Lippire also draws from Stepanova’s textile designs, theater sets, and costumes, sites where geometric design and function intersect in strikingly innovative ways, merging avant-garde abstraction with mass production and everyday use. Extending these references into her own practice, she incorporates printed surfaces, woven pieces, graphic compositions, and wearable forms, each paying homage to Stepanova, to Constructivism, and to the visual strategies that have long shaped her work.
A century after Constructivism’s experiments with bold, vibrant coloration, neutrality has become the dominant aesthetic, with cars, buildings, garments, and digital interfaces muted to project safety, efficiency, and emotional restraint. Against this backdrop, Lippire’s exuberant use of hue and pattern offers a bracing visual interruption, immersive, sensuous, and assertive, whose chromatic intensity reclaims color as a mode of attention, expression, and embodied engagement in an era where neutral palettes signal social caution.
The exhibition also engages with the gendered dimensions of art and design history. By foregrounding Stepanova’s textiles, theater sets, and graphic innovations, often marginalized in dominant accounts of modernism, Lippire reasserts the intellectual and aesthetic significance of practices historically relegated to the category of applied arts. In recovering and extending these histories, Stepanova Project – Color as Form affirms a model of resilience grounded in care, adaptability, and creative labor.
About the Artist:
Kristi Lippire is a Los Angeles–based sculptor and professor whose work investigates the intersections of material culture, urban infrastructure, and visual theory. A specialist in color theory, she conducts long-form research into the social, historical, and perceptual structures that shape the built environment.

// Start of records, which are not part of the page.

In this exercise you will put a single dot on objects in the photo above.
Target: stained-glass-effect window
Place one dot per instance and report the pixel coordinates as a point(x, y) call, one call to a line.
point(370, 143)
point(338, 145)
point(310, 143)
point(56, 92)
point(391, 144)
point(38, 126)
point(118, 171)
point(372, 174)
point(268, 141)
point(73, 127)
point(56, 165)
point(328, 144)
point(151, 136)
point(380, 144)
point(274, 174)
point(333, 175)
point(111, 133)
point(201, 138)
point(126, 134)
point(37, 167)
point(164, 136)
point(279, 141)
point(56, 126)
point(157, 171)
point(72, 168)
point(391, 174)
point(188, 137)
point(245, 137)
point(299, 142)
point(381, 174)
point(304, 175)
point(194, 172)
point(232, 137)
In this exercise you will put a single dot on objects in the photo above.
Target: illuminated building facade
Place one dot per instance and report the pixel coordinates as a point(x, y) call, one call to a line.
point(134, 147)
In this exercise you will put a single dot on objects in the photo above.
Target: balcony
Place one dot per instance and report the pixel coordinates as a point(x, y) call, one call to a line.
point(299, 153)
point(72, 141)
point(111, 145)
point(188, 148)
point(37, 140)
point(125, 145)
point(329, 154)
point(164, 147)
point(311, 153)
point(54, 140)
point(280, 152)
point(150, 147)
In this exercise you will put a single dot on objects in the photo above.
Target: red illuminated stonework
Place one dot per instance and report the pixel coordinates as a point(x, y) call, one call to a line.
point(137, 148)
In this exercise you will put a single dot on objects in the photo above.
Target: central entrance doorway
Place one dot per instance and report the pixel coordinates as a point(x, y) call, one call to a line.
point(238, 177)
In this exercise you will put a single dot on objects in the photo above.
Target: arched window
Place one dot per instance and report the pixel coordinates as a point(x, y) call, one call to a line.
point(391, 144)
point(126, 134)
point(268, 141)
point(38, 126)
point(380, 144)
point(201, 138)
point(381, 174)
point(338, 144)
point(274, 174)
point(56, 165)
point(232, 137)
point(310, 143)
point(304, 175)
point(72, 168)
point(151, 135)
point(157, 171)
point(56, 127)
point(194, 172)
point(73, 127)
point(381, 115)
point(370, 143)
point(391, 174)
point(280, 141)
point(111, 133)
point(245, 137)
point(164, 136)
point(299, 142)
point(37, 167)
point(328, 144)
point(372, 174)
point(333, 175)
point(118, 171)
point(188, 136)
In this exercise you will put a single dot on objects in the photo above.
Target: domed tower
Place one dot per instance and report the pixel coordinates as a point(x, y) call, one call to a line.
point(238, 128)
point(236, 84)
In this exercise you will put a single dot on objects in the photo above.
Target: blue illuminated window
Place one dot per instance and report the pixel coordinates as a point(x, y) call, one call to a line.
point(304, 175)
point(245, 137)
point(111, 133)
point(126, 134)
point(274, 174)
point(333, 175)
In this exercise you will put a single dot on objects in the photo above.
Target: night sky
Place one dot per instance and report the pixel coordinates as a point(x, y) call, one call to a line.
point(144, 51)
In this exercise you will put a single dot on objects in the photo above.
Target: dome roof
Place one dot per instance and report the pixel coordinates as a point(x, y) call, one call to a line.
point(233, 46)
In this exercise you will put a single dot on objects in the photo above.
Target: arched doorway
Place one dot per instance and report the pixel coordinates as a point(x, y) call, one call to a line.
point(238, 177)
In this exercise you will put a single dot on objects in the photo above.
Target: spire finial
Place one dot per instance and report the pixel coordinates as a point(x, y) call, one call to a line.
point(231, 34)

Her practice often draws on archives, photography, and site-specific observation, translating architectural elements into sculptural, textile, and graphic forms that reframe their cultural and political resonance. Lippire’s projects engage with histories of modernism, feminist interventions in design, and the role of ornament and color in shaping spatial experience. She has exhibited nationally and internationally, with works featured in museums, galleries, and public art contexts. In addition to her studio practice, Lippire is committed to teaching and mentorship, fostering critical engagement with materials, processes, and the social dimensions of artmaking in her role as professor and mentor.
About ETW:
Engaging the World is Wilkinson College’s signature series dedicated to fostering sustained, interdisciplinary reflection on the urgent questions shaping our shared future. Each semester-long initiative brings together diverse academic fields and cultural practices to promote informed dialogue and critical inquiry. The Fall 2025 theme, Leading the Conversation on the Environment and Building Resilient Futures, focuses on how environmental, social, and political conditions intersect across global and local contexts. It invites students, faculty, and the broader community to explore how lived experience, innovation, and cultural expression contribute to the shaping of more resilient, equitable, and responsive futures—positioning art, scholarship, and civic imagination as vital forms of engagement.